Recently I deadlifted 1000 pounds for almost 3 reps. With this lift I accomplished:
- Being the lightest bodyweight to ever deadlift over 1000 pounds (weighing 261.4 pounds)
- The heaviest sumo deadlift in history (regardless of bodyweight)
- Becoming the only person to rep 1000+ pounds on deadlift (regardless of bodyweight)
After pulling the 1000 pounds, I think the first question an average of four out of five people asked me was, “how did you feel after that?” The question was some variation of how sore I was or how challenging it was to hit those nearly three reps. My answer has surprised everyone that has asked: “I felt great!” Yes, that’s right. I felt great and that may be surprising, but if you actually take a look at my training leading into that event, you will understand why.
Personally I’m more proud of completing that training cycle than actually hitting the reps at 1000 pounds. Upon reflection, watching the training cycle, and looking at the numbers, it still boggles my mind that I was able to pull it off. However, my plan was to hit 1000 for close to three reps and this is how the numbers stacked up to make it happen. And the total volume and load completed weekly in that training plan far surpassed the actual intensity and volume on testing day. This made the actual testing day quite light in regards to what would actually fatigue my body.

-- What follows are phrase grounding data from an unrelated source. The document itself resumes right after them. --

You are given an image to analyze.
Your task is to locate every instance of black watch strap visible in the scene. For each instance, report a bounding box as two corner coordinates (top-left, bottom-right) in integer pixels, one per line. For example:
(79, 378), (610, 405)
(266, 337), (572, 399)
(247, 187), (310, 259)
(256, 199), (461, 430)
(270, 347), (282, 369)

I also used our industry leading approach to using VBT (velocity based training) as an auto-regulation tool based on individual profiles. This methodology is how we knew early on that I was capable of hitting the goal. Using the data, we were able to jump into preparing the final phases of training to complete the goal. I should note that Kabuki Strength’s head of virtual coaching Brandon Senn completed all the data crunching and work done in laying out the training cycle.

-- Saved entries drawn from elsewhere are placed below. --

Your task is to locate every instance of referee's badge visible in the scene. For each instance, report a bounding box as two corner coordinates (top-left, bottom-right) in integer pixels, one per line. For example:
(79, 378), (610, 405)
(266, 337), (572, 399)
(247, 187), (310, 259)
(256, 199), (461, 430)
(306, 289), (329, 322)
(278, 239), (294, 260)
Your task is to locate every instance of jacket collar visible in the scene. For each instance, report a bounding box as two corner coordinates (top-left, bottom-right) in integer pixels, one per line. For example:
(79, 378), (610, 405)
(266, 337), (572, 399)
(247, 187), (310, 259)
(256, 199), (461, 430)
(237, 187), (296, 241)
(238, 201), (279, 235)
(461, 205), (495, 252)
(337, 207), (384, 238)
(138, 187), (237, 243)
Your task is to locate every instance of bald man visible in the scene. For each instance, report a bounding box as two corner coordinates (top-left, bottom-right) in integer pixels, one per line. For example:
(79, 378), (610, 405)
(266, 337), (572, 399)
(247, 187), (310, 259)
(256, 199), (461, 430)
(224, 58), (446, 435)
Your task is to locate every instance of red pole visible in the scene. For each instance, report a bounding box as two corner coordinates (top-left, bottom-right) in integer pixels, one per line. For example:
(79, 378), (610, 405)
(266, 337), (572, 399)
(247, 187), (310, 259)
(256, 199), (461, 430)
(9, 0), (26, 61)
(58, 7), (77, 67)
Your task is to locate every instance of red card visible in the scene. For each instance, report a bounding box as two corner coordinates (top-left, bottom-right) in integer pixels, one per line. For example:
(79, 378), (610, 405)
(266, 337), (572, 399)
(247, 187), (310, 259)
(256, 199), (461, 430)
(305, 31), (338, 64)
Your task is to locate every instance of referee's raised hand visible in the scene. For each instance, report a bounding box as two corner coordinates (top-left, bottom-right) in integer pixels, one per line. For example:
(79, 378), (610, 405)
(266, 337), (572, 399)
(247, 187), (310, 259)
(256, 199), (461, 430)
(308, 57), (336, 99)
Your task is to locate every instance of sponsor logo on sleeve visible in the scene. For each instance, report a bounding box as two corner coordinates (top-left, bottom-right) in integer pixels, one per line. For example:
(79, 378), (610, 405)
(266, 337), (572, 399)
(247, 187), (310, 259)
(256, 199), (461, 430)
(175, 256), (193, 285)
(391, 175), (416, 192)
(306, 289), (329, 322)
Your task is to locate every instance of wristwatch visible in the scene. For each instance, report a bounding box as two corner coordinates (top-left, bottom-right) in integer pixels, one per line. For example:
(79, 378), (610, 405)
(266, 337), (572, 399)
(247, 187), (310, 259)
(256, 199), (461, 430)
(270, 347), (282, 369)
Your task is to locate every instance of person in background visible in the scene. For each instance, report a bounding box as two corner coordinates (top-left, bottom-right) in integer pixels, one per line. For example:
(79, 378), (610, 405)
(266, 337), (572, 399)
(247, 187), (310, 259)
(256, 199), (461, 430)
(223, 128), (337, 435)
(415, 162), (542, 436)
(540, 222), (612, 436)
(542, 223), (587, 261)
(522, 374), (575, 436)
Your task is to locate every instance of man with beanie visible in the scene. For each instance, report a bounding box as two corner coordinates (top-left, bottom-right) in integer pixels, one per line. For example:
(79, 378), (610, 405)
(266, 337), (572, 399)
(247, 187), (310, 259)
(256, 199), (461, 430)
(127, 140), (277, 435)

It also can’t go without saying that if I didn’t use our Movement Prep work and Assessment Protocol’s available on Kabuki.MS, there is simply no way my body would have held up through this abuse.

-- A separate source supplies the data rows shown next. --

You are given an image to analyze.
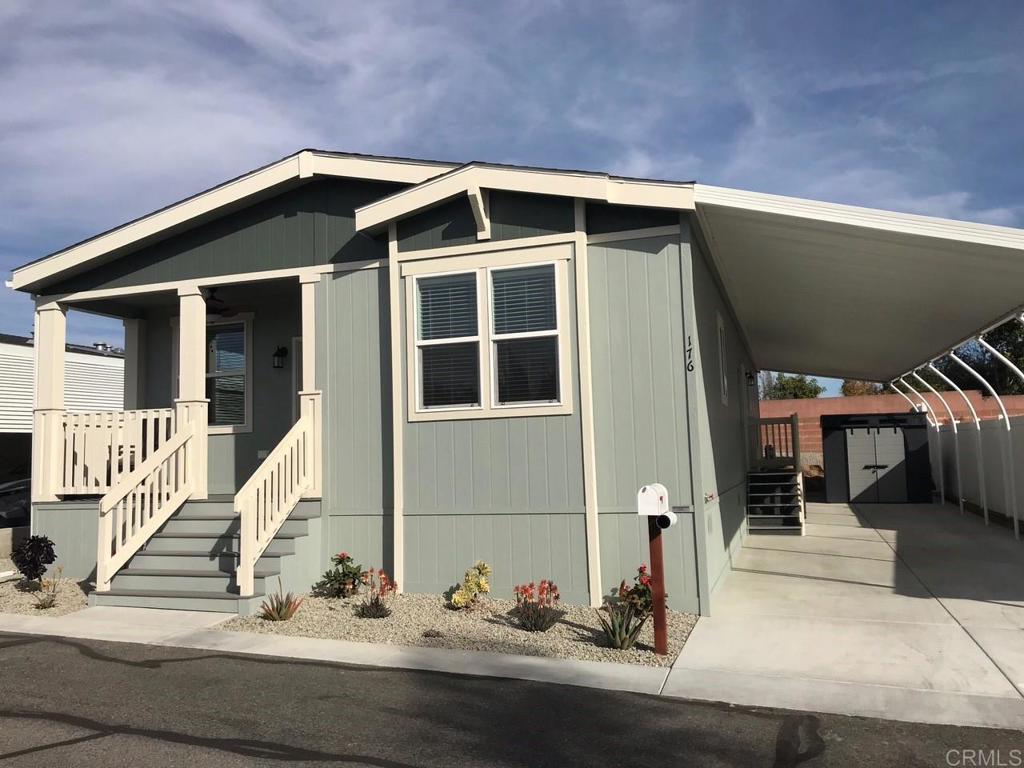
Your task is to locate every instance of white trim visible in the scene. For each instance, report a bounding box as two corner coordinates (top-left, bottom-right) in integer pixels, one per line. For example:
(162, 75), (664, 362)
(396, 231), (576, 263)
(387, 223), (405, 592)
(405, 251), (573, 422)
(355, 164), (695, 233)
(585, 225), (681, 244)
(694, 184), (1024, 251)
(400, 241), (572, 276)
(45, 260), (382, 305)
(291, 334), (302, 424)
(468, 186), (491, 241)
(573, 199), (602, 608)
(12, 152), (453, 291)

The original plan was nine months of training and it was actually completed at almost six months, nearly to the day. In future articles, both Brandon and I will detail the intricacies and thought processes used in developing this plan. But it should be noted that this is a great example of what can be accomplished with:
- Individualized planning based on athletes' needs and goals
- Responsive plan with Feedback Loops (subjective and objective)
- Inclusion of assessment correction of movement changes induced by training.